I have this principle, summarized by the phrase that titles this blog. It came about when, on September 11th, 2002, the winning numbers in a daily pick-three Lotto in New York City were 9-1-1. We were sitting around the dinner table marveling about this, and someone said, “Jeez, what are the odds of that?” To which, after a brief think, I replied, “It happened. The odds are one.” There are two aspects to this: one is the obvious—if we had asked the question the day before, it would have had a reasonable answer, because it hadn’t happened yet--on the day before the odds would have pretty much been 1 in 1000. Once it had, the question became statistically meaningless. This leads us to the second aspect: obviously 9-1-1 coming up on a date (9/11) that is meaningful to us already is in itself meaningful. But the meaning is not statistical, it’s meaning that’s defined the moment we asked the question, “what are the odds?”
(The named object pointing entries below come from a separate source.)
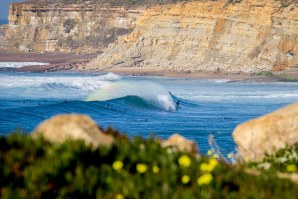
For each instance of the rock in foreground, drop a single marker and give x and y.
(267, 134)
(76, 127)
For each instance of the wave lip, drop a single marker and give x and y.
(20, 64)
(154, 94)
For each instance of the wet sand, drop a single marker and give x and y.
(57, 61)
(76, 63)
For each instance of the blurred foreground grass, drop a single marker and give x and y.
(134, 168)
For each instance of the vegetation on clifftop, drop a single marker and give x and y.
(135, 168)
(284, 3)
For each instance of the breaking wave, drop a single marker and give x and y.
(144, 92)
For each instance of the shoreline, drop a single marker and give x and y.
(72, 62)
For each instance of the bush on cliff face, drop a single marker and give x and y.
(130, 169)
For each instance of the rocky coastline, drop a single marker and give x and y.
(210, 37)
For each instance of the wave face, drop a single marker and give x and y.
(20, 64)
(152, 93)
(140, 105)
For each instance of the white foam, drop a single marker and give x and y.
(20, 64)
(149, 91)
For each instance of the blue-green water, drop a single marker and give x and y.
(141, 105)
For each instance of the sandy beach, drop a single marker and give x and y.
(77, 63)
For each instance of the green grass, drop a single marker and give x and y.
(285, 160)
(135, 168)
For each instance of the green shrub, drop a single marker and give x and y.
(135, 168)
(284, 160)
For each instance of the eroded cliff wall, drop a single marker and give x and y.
(82, 27)
(242, 36)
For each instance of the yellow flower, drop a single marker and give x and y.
(117, 165)
(142, 168)
(230, 155)
(155, 169)
(209, 152)
(184, 161)
(119, 196)
(291, 168)
(205, 179)
(215, 155)
(213, 163)
(210, 166)
(185, 179)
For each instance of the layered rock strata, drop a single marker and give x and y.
(84, 27)
(218, 36)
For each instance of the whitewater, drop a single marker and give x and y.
(141, 106)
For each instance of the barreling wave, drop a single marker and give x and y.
(139, 92)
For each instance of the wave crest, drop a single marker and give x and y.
(154, 94)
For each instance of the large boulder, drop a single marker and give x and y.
(179, 143)
(267, 134)
(76, 127)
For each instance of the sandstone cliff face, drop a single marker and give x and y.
(244, 36)
(85, 27)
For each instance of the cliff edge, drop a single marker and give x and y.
(68, 26)
(217, 36)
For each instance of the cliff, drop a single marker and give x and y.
(219, 36)
(65, 26)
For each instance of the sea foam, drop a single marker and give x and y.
(151, 92)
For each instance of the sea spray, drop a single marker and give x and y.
(151, 92)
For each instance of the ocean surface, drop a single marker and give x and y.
(141, 105)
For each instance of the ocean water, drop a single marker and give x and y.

Here’s a question you have never once in your life asked yourself: “What are the odds I would have a twin brother (or sister)?” The reason you’ve never asked it is because you don’t have one. It's a question without meaning. But people who have twin brothers or sisters probably stop and consider this all the time. It is, for sure, a statistical anomally to be born a twin. Just as it is incredibly statistically unlikely that I (the blogger) would be born in the 20th century in America—this is true of an uncountably small percentage of all the people who have ever lived, or will ever live. And yet here I am. So those odds don’t have the meaning that they appear to have. Or rather, there's meaning in asking the question, "What are the odds I'd be born a 20th Century American?" But they aren't about any mathematical odds. The meaning is in the fact that I would actually think to ask the question, and, in turn, what that says about me.
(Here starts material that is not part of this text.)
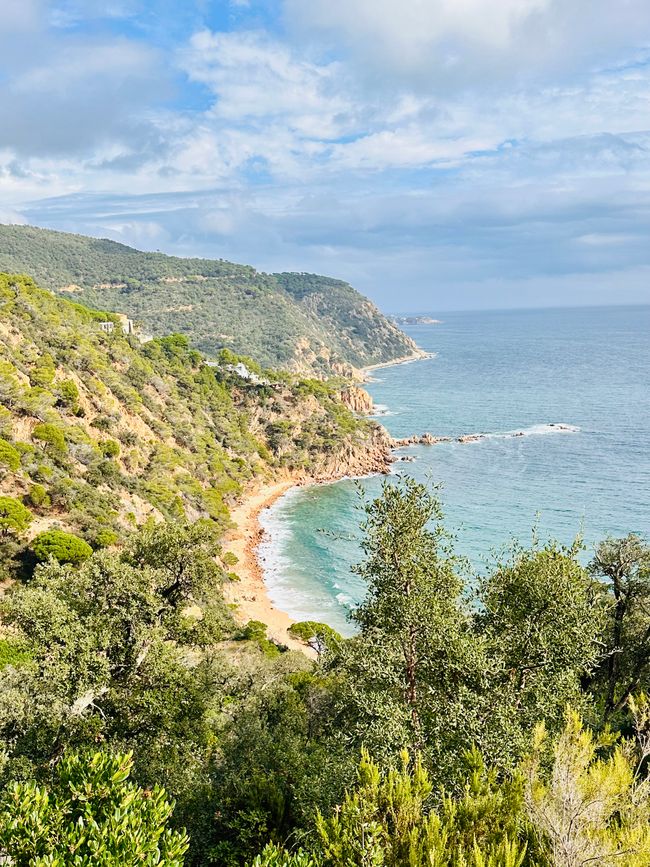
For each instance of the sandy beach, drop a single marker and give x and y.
(249, 593)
It completely screws up ones perspective as an observer when you are also a subject of the experiment. To cite yet another little hobgoblin in the mind of inference, consider this question: would you guess that you are among the first third or the second two-thirds of humans who will ever walk the Earth? Odds would seem to favor the latter proposition--it seems like you are more likely to fall into a group that contains 2/3 of all of humanity for all time, rather than one that contains only 1/3. But, on the other hand, if you do the math (which I won't reproduce here, because math is boring), and you answer that you're in the latter 2/3rds, you're dooming the human race to hit extinction within 500 years--that's how it works out based on the current rate of population growth.
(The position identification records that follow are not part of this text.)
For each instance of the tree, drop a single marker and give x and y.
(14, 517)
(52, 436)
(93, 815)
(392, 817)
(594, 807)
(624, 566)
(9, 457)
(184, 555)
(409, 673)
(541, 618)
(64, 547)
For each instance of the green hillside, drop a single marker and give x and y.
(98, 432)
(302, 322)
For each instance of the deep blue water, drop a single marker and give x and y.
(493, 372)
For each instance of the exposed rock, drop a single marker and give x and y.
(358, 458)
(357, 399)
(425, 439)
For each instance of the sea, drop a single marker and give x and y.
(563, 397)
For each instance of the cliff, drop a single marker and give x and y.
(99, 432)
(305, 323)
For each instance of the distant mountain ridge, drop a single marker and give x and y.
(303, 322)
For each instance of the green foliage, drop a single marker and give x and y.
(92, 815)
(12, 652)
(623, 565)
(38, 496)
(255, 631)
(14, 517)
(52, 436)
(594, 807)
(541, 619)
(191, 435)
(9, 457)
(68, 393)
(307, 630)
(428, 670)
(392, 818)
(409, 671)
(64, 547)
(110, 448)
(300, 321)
So what does it all mean? The foundation of 20th century physics, and the foundations of many things one can name--sociology, advertising and marketing, politics, economics--are rooted in statistical inference. One can't predict what I, a 32 year old white male will buy/watch/listen to/do/vote for with any reasonable accuracy, but given 1000 people in my demographic, you can say with relative certainly how many of them will see a movie, or buy a particular product, or get married this year. But what are the odds that I will do any of those things? One. Or Zero. I will do them. Or I won't.

There are a lot of things that are good models on this macro level. Newtonian mechanics, for example, works great where things are very large or relatively slow. For atomic particles, or things moving at some reasonable percentage of the speed of light, not so much. At the quantum level, or near the speed of light, such fundamental things as cause and effect break down. So this, three months after I started this blog, is my opening salvo. Things look lot different than you think they are based on the model you're using to understand them. That model is not bad at all mind you, it's very good in fact. But it's a map, it's not the territory.

P.S. If you were a Java or C++ programmer, you'd think the title of this entry was a very clever joke.

Calvino: No I wouldn't. I'd think you're a dork.

The Stoat: This is your failing, not mine.

Calvino: No, you're a dork.

The Stoat: Okay, yes. But I'm a dork with a blog.

1 comment:

jpo said...

I'm a Java programmer. That's a syntax error.